Enfocó su proyecto en Gestión de la Explotación. Investigó si algún compañero de promoción se hubiera presentado también y encontró a tres, con quienes contactó para proponerles cooperativizar ya que supondría un buen empujón al comienzo. Presentado su expediente, estos jóvenes, universitarios, con ganas de modernizar el campo y competentes tecnológicamente, se entusiasmaron. A corto plazo, sabían que tendrían que realizar un fuerte sacrificio, pero a medio, si la modernización completa progresaba, podrían establecer un mes de vacaciones anual, como en casi todas las empresas. Siendo cuatro, sería más fácil combatir la “esclavitud”.
Cuando presentaron el proyecto común, los concejos aplaudieron la defensa de su tradicional modo de vida y acordaron prestarles ayuda desinteresadamente durante el primer verano rehabilitando las cabañas que necesitaban reparación para alojar al ganado en invierno. A cambio, se organizaría una feria local anual publicitada a través de redes sociales, cuyos beneficios económicos se repartirían entre todos y destinando también una partida para las fiestas.

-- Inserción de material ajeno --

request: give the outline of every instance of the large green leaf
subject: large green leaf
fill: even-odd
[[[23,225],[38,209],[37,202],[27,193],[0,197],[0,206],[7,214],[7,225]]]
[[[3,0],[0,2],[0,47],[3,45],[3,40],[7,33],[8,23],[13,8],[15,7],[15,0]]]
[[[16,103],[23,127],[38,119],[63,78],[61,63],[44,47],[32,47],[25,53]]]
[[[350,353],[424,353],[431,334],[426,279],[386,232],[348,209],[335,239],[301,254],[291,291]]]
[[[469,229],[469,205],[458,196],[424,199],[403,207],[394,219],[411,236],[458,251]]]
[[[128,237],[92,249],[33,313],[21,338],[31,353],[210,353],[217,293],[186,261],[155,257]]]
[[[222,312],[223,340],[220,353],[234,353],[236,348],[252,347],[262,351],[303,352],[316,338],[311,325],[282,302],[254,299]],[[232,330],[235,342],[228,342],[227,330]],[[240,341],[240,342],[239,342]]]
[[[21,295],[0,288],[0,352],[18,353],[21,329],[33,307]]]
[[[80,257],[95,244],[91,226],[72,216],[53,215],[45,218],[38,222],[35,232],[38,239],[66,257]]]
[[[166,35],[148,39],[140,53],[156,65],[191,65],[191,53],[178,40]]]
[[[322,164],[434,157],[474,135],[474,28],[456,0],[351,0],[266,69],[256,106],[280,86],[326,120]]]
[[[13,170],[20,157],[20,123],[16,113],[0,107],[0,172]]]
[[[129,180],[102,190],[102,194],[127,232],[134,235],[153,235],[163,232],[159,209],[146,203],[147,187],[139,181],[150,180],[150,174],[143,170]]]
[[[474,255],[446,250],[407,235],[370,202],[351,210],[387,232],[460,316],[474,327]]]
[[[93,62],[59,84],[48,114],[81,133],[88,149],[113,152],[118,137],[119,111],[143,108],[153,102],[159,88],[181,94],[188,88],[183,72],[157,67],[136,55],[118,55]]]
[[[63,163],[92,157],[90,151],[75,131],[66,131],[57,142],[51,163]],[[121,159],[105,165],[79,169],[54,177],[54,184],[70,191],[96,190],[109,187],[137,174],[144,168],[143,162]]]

Fue un éxito.
Dorada no sólo no se fue de su pueblo, sino que le impulsó hacia un futuro mejor. En sólo tres años, la cooperativa creció y esto hizo que nuevas familias se asentaran. El futuro estaba asegurado pero ella seguía activa en su ambición. Se sentó en una de las balas de paja del cobertizo pensando reunirse con sus compañeros y proponerles: «¿Cómo veríais ampliar nuestro negocio con el manejo de fitosanitarios ecológicos?»